Gecikmiş bir "altın sonbahar" güzellemesi
İSMAİL BOY'un kaleminden: Rusya’da yaşayan yabancılar bu ülkenin her mevsimini, severler. Bazılarımız soğuk ve karlı kış günlerinde Dr. Jivago romantizminin etkisinde kalır. Bazılarımız bahar ayları ile açılıp saçılan sarı saçları, uzun bacakları ve çıplak kolları hayranlıkla seyretmeyi tercih eder.
Bazılarımız da yaz günlerinin uzunluğuna ve Beyaz Gecelere bakarak mutluluk ve şaşkınlığı birbirine karıştırır.
Beni ise bu ülkenin “Altın Sonbaharına” bayılırım….
Neden mi “Altın Sonbahar”?
Bunun nedenini anlamak için eylül sonunda Rusya’da tren veya otomobil ile bir şehirden başka bir yere seyahat etmeniz gerekir ki o zaman kendi gözlerinizle görüp, nedenini anlayabilesiniz….
Böyle bir bir eylül sonu gece 20.55 treni ile Galiç’e hareket ettim, sabah 06.30 gibi uyandığımda kompartımanın penceresinden gördüğüm manzara karşısında bu ülkeye bir kez daha aşık oldum.

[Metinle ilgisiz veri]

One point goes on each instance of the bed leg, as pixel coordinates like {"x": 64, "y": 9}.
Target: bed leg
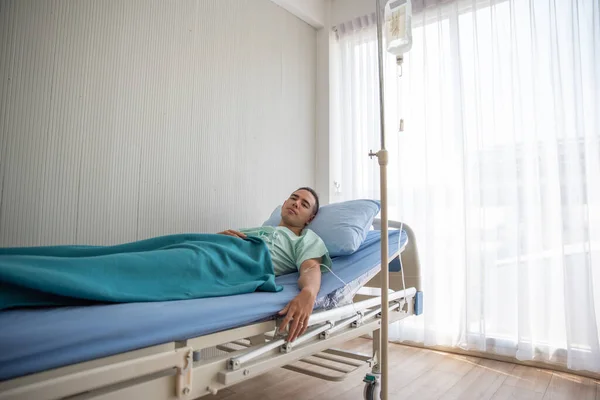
{"x": 184, "y": 376}
{"x": 376, "y": 347}
{"x": 258, "y": 339}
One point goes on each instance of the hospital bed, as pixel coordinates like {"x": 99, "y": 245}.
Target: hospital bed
{"x": 194, "y": 348}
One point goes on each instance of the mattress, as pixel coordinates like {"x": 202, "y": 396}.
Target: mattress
{"x": 35, "y": 340}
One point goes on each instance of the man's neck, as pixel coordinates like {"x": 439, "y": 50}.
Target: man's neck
{"x": 294, "y": 229}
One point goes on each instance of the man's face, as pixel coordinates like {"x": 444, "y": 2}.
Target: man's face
{"x": 298, "y": 209}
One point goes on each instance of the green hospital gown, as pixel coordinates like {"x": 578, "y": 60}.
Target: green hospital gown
{"x": 289, "y": 251}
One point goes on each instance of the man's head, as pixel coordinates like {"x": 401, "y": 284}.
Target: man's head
{"x": 300, "y": 208}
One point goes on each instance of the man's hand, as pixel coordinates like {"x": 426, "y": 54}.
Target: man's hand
{"x": 231, "y": 232}
{"x": 298, "y": 311}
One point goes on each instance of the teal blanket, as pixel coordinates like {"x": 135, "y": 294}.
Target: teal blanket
{"x": 173, "y": 267}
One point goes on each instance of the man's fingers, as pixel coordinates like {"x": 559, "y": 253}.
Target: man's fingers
{"x": 285, "y": 321}
{"x": 284, "y": 310}
{"x": 294, "y": 329}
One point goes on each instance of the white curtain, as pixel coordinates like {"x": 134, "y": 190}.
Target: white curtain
{"x": 497, "y": 169}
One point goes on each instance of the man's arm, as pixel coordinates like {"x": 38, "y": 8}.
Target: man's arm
{"x": 300, "y": 308}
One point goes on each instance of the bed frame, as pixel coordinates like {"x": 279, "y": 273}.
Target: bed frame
{"x": 185, "y": 369}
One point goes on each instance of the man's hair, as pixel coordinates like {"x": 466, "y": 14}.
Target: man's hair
{"x": 315, "y": 195}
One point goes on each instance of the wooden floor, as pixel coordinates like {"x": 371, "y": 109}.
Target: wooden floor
{"x": 424, "y": 374}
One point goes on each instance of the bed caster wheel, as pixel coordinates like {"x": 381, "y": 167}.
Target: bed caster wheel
{"x": 372, "y": 387}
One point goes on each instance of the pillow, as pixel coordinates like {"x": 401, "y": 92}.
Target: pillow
{"x": 342, "y": 226}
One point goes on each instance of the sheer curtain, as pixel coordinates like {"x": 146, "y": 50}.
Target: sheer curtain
{"x": 497, "y": 169}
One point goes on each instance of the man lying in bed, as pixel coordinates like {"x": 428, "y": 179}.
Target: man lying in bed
{"x": 293, "y": 248}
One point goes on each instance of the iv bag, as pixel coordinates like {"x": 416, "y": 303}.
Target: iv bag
{"x": 398, "y": 33}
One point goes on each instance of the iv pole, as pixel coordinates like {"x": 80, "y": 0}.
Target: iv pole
{"x": 382, "y": 156}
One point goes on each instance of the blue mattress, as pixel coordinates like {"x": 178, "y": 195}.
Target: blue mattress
{"x": 35, "y": 340}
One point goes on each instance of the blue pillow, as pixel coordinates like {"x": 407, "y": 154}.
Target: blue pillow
{"x": 342, "y": 226}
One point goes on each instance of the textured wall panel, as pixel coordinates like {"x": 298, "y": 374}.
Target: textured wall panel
{"x": 122, "y": 120}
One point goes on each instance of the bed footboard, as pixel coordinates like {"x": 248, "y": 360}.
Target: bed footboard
{"x": 410, "y": 264}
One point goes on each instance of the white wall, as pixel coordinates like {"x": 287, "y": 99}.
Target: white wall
{"x": 121, "y": 120}
{"x": 346, "y": 10}
{"x": 310, "y": 11}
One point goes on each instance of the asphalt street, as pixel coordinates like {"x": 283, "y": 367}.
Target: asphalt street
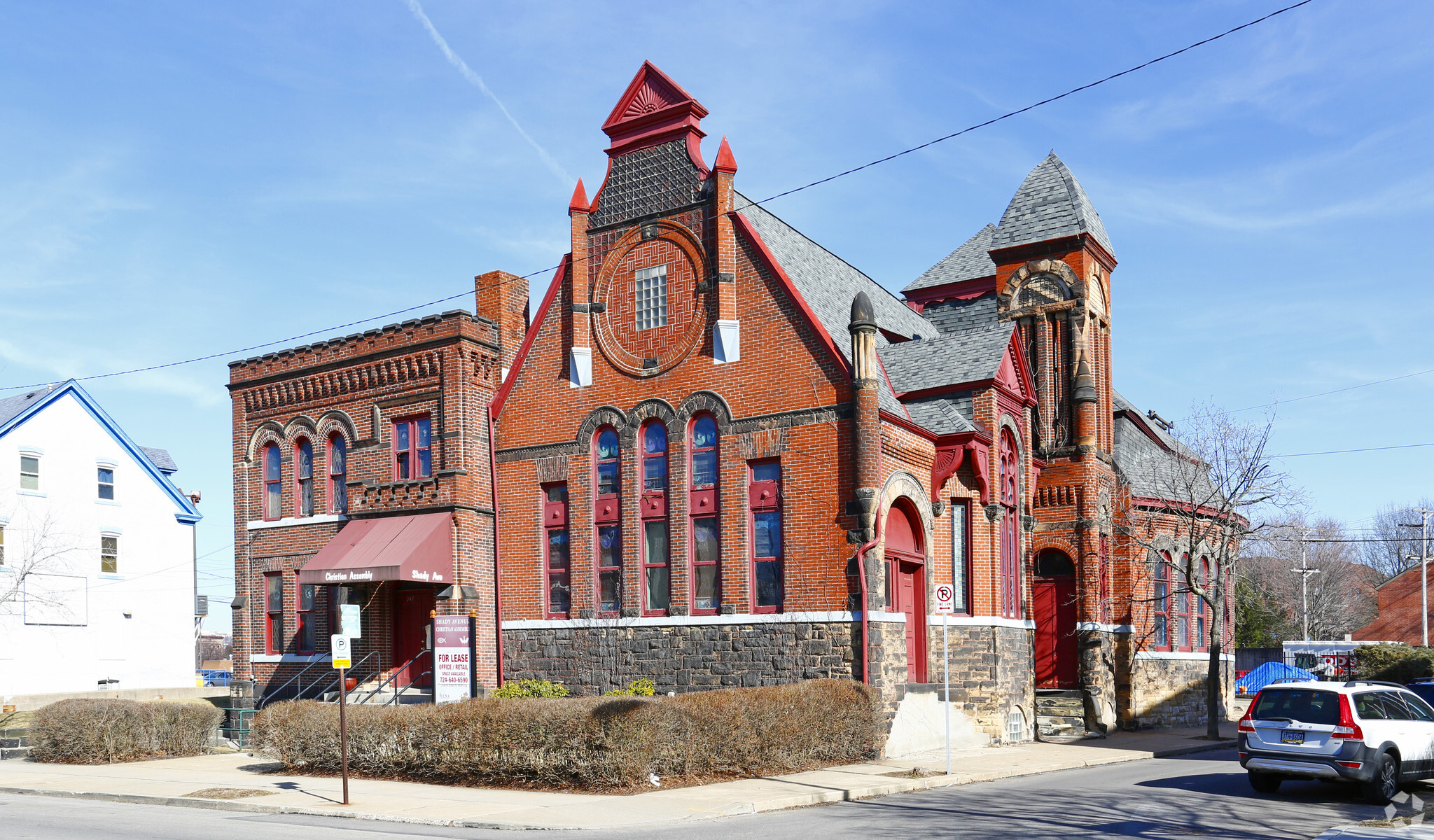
{"x": 1197, "y": 796}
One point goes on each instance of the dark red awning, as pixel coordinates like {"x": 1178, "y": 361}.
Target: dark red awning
{"x": 395, "y": 548}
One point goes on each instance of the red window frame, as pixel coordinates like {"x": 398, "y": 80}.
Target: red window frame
{"x": 337, "y": 473}
{"x": 557, "y": 575}
{"x": 274, "y": 612}
{"x": 412, "y": 461}
{"x": 655, "y": 539}
{"x": 1010, "y": 528}
{"x": 1103, "y": 581}
{"x": 607, "y": 521}
{"x": 305, "y": 620}
{"x": 272, "y": 499}
{"x": 303, "y": 477}
{"x": 1160, "y": 592}
{"x": 961, "y": 554}
{"x": 704, "y": 506}
{"x": 765, "y": 505}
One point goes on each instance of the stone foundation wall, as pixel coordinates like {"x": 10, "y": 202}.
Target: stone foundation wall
{"x": 1171, "y": 693}
{"x": 993, "y": 670}
{"x": 592, "y": 660}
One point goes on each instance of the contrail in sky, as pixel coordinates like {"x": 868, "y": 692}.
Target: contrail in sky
{"x": 478, "y": 80}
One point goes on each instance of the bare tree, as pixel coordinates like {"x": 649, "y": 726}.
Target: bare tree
{"x": 1395, "y": 542}
{"x": 1212, "y": 485}
{"x": 1339, "y": 591}
{"x": 34, "y": 544}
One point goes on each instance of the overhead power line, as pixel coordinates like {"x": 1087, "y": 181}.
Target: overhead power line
{"x": 1073, "y": 91}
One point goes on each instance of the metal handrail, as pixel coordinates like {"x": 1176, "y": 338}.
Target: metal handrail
{"x": 394, "y": 676}
{"x": 320, "y": 681}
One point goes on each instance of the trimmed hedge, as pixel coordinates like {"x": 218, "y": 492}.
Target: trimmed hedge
{"x": 1393, "y": 663}
{"x": 102, "y": 732}
{"x": 585, "y": 743}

Yol boyu orman içinde ilerliyoruz, zaten Rusya’nın neresinde olursanız olun bir şehirden diğerine gitmek için mutlaka orman geçmek zorundasınız.
Hava soğuk ama gökyüzü yüksek ve güneşli, etrafta göz alabildiğine çam ve beryoza ağaçlar var.

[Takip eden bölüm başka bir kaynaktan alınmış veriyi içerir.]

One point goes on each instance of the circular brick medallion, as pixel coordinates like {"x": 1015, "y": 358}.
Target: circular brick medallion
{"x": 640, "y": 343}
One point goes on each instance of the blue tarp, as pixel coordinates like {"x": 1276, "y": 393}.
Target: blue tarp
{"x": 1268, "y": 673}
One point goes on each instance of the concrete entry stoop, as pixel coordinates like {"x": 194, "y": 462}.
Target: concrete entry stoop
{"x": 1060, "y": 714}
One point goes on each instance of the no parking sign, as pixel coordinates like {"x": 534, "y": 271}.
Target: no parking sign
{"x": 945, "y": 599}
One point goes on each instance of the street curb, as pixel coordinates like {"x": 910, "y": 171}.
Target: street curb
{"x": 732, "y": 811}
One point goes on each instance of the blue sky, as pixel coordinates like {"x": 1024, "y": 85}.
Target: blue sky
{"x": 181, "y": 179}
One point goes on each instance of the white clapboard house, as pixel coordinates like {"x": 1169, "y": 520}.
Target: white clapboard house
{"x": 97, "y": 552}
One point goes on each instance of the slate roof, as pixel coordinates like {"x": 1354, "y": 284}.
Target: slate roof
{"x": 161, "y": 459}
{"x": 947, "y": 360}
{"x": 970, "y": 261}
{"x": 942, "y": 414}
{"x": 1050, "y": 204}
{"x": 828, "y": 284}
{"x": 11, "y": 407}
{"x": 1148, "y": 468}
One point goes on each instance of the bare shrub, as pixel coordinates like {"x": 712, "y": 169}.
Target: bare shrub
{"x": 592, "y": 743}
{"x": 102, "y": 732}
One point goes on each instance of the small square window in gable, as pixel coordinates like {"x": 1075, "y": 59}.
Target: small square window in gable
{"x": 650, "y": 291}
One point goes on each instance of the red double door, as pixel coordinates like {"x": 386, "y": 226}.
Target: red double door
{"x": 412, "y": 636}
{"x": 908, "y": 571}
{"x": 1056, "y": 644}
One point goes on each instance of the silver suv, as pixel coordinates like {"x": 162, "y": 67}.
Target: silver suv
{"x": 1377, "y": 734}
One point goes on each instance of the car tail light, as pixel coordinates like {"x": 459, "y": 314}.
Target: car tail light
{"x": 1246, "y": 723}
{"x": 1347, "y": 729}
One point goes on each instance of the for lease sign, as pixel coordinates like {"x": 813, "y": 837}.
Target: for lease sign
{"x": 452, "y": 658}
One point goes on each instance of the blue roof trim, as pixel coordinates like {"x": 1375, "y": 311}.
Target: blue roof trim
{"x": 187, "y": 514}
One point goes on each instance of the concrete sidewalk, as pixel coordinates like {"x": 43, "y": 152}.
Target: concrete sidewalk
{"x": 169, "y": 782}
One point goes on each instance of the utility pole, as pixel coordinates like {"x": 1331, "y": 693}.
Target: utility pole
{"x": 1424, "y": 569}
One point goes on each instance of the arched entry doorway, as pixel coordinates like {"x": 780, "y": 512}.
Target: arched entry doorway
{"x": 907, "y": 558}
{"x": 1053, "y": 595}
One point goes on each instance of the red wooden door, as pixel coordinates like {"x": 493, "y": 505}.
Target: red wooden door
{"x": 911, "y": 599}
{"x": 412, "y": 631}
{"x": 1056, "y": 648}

Beryoza bizim ülkemizde pek yetişmiyor, hoş gezdiğim başka memleketlerde de pek gözüme çarpmadı, bizdeki adı galiba “huş”.

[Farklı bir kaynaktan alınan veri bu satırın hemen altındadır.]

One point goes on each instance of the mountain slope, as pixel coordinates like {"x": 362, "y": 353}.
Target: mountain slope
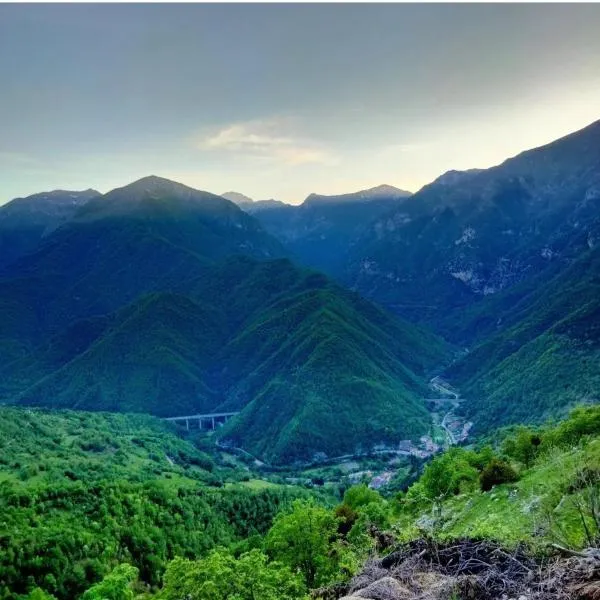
{"x": 148, "y": 236}
{"x": 321, "y": 231}
{"x": 469, "y": 235}
{"x": 152, "y": 358}
{"x": 285, "y": 346}
{"x": 25, "y": 221}
{"x": 542, "y": 356}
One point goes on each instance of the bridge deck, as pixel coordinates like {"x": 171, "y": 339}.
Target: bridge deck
{"x": 205, "y": 416}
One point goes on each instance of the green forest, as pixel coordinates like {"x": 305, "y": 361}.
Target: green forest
{"x": 105, "y": 506}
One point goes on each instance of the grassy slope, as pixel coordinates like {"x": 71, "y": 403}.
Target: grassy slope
{"x": 539, "y": 509}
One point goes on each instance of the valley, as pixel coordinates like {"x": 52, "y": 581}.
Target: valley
{"x": 358, "y": 373}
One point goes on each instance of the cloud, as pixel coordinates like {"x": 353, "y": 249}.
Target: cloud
{"x": 273, "y": 140}
{"x": 18, "y": 159}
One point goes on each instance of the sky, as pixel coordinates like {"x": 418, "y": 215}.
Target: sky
{"x": 278, "y": 101}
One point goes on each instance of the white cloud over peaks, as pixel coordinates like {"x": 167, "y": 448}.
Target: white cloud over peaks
{"x": 273, "y": 140}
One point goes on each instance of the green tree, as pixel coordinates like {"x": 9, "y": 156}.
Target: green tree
{"x": 220, "y": 576}
{"x": 39, "y": 594}
{"x": 361, "y": 495}
{"x": 304, "y": 539}
{"x": 117, "y": 585}
{"x": 496, "y": 472}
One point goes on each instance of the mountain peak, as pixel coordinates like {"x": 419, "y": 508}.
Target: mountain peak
{"x": 237, "y": 198}
{"x": 376, "y": 193}
{"x": 152, "y": 184}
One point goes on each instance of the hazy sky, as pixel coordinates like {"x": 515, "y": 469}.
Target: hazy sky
{"x": 283, "y": 100}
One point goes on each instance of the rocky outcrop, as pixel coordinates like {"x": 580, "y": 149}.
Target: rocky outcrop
{"x": 471, "y": 570}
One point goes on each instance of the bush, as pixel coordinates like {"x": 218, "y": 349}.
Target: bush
{"x": 497, "y": 471}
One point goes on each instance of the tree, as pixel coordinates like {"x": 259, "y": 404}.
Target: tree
{"x": 39, "y": 594}
{"x": 304, "y": 540}
{"x": 361, "y": 495}
{"x": 117, "y": 585}
{"x": 220, "y": 576}
{"x": 497, "y": 471}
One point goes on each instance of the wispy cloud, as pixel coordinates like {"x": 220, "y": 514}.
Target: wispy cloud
{"x": 18, "y": 159}
{"x": 274, "y": 140}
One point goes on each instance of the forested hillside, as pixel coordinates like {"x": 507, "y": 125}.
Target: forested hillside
{"x": 117, "y": 502}
{"x": 187, "y": 324}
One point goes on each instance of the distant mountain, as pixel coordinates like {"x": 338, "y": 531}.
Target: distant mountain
{"x": 539, "y": 347}
{"x": 237, "y": 198}
{"x": 25, "y": 221}
{"x": 145, "y": 302}
{"x": 313, "y": 368}
{"x": 249, "y": 205}
{"x": 505, "y": 262}
{"x": 385, "y": 192}
{"x": 322, "y": 230}
{"x": 148, "y": 236}
{"x": 472, "y": 234}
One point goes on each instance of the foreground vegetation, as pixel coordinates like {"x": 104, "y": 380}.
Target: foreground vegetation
{"x": 90, "y": 508}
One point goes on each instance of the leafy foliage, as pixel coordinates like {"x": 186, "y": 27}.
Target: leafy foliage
{"x": 220, "y": 576}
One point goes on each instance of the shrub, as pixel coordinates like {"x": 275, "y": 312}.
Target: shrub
{"x": 497, "y": 471}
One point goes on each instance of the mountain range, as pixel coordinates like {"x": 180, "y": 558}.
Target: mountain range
{"x": 159, "y": 298}
{"x": 322, "y": 322}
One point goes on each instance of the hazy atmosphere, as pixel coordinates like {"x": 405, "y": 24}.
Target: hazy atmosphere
{"x": 277, "y": 101}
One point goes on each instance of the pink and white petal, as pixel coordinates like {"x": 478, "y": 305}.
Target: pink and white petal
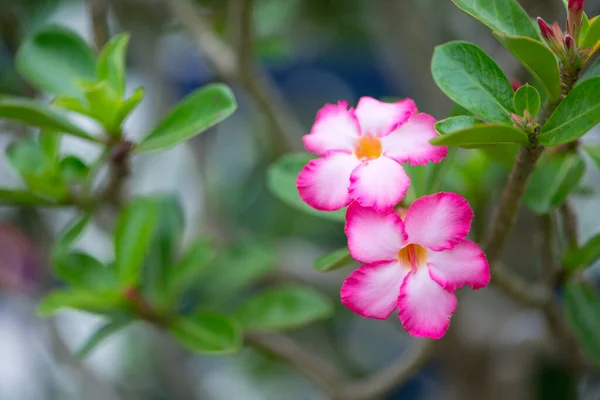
{"x": 438, "y": 221}
{"x": 465, "y": 264}
{"x": 336, "y": 128}
{"x": 372, "y": 236}
{"x": 424, "y": 306}
{"x": 323, "y": 183}
{"x": 409, "y": 142}
{"x": 379, "y": 183}
{"x": 379, "y": 118}
{"x": 372, "y": 290}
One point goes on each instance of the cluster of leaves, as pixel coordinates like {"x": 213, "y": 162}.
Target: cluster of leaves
{"x": 202, "y": 294}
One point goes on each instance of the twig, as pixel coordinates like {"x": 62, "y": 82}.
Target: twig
{"x": 99, "y": 18}
{"x": 240, "y": 68}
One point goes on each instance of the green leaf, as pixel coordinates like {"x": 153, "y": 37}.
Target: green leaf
{"x": 503, "y": 16}
{"x": 594, "y": 153}
{"x": 537, "y": 58}
{"x": 472, "y": 79}
{"x": 196, "y": 113}
{"x": 111, "y": 63}
{"x": 555, "y": 177}
{"x": 585, "y": 256}
{"x": 133, "y": 236}
{"x": 453, "y": 124}
{"x": 55, "y": 59}
{"x": 576, "y": 115}
{"x": 83, "y": 272}
{"x": 208, "y": 333}
{"x": 34, "y": 113}
{"x": 482, "y": 135}
{"x": 527, "y": 98}
{"x": 335, "y": 260}
{"x": 281, "y": 181}
{"x": 582, "y": 309}
{"x": 91, "y": 301}
{"x": 283, "y": 308}
{"x": 107, "y": 329}
{"x": 73, "y": 169}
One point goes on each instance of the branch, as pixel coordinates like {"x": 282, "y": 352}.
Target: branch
{"x": 238, "y": 67}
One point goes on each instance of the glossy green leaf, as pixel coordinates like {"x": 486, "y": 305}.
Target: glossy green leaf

Çamların renkleri bu mevsimde pek değişmiyor onlar hep bildiğimiz yeşilliklerini koruyorlar ama beryozalar yeşil, sarı, kahverengi, kızıl ve pembe renklerin hepsini üzerlerinde taşıyorlar.
Sanki her bir yaprak ayrı ayrı boyanmış gibi duruyor…
İnsan bu kadar renk bir arada nasıl barınabiliyor diye hayretler içinde kalıyor.
Sabahın taze ışıkları o sarı yapraklara vurduğunda ormanın derinliklerinde ağaçlar arasında oluşan ışık ve gölgeler sanki size çil çil altınlar göz kırpıyormuş hissini veriyor.
İstanbul’da ressamlara ilham veren Boğaz’dır,
Rusya’da ise hiç şüphesiz ki sonbahardır ressamların ilham kaynağı.
Sabahın erken saatlerinde gökyüzünün alaca kızlığının yaptığı fon.
Yerlerde sadece sonbahar mevsimde oluşan kırağının küçük ağaçlara ve çimenlere örtü yaptığı beyazlık ve sarı sarı yaprakları ile tepelerinden gökyüzünü güçlükle görebileceğiniz ağaçlar.
Daha sonra güneşin ilk ışıkları ile sarıdan kızıl bakıra kadar renkten renge dönüşecek binlerce yaprak.
Düşünsenize bir ressamı paletindeki sarıyı, yeşili, kızılı özgürce kullanabilecek bir kaynaktan başka ne mutlu edebilir ki?
………….
Ve ben yaşamımızın hüzünlü mevsimi olan sonbaharın, bu ülkede bir renk mutluluğuna dönüştüğünü gördüğüm için tanrıma şükrediyorum,
Dudaklarımdan her sonbahar dökülen o ünlü şarkıyı tekrar mırıldanıyorum.
The Falling leaves,
Drift by the windows,
The Autumn Leaves,
Of red and Gold,"
"But I miss you most of all,
My Darling,
When Autumn leaves ,
Starts to fall."
Düşen yapraklar,
Pencerenin yanından kayar
Sonbahar yaprakları
Altın ve kırmızı…
Ama en çok seni özlüyorum
Sevgilim
Sonbahar yaprakları
Düşmeye başladığı zaman…
Evet Rusya’yı hep özlüyoruz, içinde yaşarken bile…
Not: Ben biraz gecikmeli de olsa bu yazıyı yazıp Moskova’ya yolladıktan sonra editörden yanıt geldi: “Tam yazıyı okumaya başladım, Moskova’ya bu yılın ilk karı yağmaya başladı!” diye. Eh bu yıl kaçırdınız ama artık Rusya’nın gelecek “altın sonbaharı”nın keyfini çıkarmayı şimdiden aklınızın bir köşesine yazın!